Unix socket `connect()` not blocked	`systemd-run --user` escape viable (see below)
User enumeration (LDAP)	Cannot overlay `/etc/passwd` or block NSS sockets

Disable systemd user instances¶

Landlock cannot block Unix domain socket connect() (not available in any Landlock ABI version as of kernel 6.11). A sandboxed process can connect to /run/user/<UID>/systemd/private and use systemd-run --user to execute commands outside the sandbox. Both bwrap and firejail are unaffected — they replace /run with a tmpfs.
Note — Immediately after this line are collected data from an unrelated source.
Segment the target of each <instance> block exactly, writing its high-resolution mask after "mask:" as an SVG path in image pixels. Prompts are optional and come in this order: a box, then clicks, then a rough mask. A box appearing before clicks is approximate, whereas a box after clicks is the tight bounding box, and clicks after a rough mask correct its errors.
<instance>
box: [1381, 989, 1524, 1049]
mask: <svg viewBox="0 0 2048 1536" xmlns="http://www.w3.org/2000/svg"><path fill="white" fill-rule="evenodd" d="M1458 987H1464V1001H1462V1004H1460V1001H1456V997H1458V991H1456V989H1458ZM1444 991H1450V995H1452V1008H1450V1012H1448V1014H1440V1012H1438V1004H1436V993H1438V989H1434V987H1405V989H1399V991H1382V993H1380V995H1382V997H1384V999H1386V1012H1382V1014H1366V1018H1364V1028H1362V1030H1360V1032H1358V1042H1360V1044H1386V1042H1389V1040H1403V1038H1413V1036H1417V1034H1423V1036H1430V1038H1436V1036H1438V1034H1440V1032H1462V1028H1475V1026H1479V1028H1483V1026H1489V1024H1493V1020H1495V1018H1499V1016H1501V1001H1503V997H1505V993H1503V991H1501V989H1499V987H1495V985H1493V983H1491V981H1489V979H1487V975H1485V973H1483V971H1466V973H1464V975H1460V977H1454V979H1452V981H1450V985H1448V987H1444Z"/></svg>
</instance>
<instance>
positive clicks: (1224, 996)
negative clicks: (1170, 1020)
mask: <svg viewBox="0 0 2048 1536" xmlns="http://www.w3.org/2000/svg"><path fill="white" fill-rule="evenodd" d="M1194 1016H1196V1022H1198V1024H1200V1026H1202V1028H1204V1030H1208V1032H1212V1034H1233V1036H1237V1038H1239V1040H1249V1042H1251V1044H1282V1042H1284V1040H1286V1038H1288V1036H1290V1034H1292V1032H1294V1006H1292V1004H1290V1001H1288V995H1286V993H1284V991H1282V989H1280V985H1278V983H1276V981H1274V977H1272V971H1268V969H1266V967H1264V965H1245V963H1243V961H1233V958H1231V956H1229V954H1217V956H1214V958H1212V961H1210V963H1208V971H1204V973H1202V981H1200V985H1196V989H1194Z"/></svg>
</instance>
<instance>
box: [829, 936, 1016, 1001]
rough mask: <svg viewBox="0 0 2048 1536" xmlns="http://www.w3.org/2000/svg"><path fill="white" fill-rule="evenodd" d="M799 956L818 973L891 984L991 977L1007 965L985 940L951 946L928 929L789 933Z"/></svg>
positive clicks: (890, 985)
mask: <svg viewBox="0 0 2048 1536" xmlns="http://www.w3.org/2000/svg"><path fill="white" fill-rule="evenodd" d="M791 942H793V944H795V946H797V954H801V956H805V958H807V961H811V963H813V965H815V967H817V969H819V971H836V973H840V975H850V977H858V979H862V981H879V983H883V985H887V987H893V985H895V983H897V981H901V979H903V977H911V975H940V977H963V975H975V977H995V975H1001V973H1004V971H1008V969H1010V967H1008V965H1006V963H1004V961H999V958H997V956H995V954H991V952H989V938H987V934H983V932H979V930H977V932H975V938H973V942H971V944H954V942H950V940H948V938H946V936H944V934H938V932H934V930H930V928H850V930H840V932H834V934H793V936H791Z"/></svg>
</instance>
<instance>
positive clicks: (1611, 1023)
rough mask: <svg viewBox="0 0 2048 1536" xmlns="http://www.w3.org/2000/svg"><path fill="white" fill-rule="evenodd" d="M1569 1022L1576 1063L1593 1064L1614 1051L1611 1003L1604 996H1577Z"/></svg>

What is affected by disabling: gpg-agent socket activation (users doing GPG signing would need to start gpg-agent --daemon manually) and systemctl --user commands.

# Option A: Mask the user@ template service (recommended)
systemctl mask user@.service

# Option B: Limit via logind
# /etc/systemd/logind.conf.d/no-user-sessions.conf
[Login]
UserTasksMax=0
KillUserProcesses=yes

Option A prevents the user systemd instance from starting at all. Verify with systemd-run --user -- id (should fail with "Failed to connect to bus").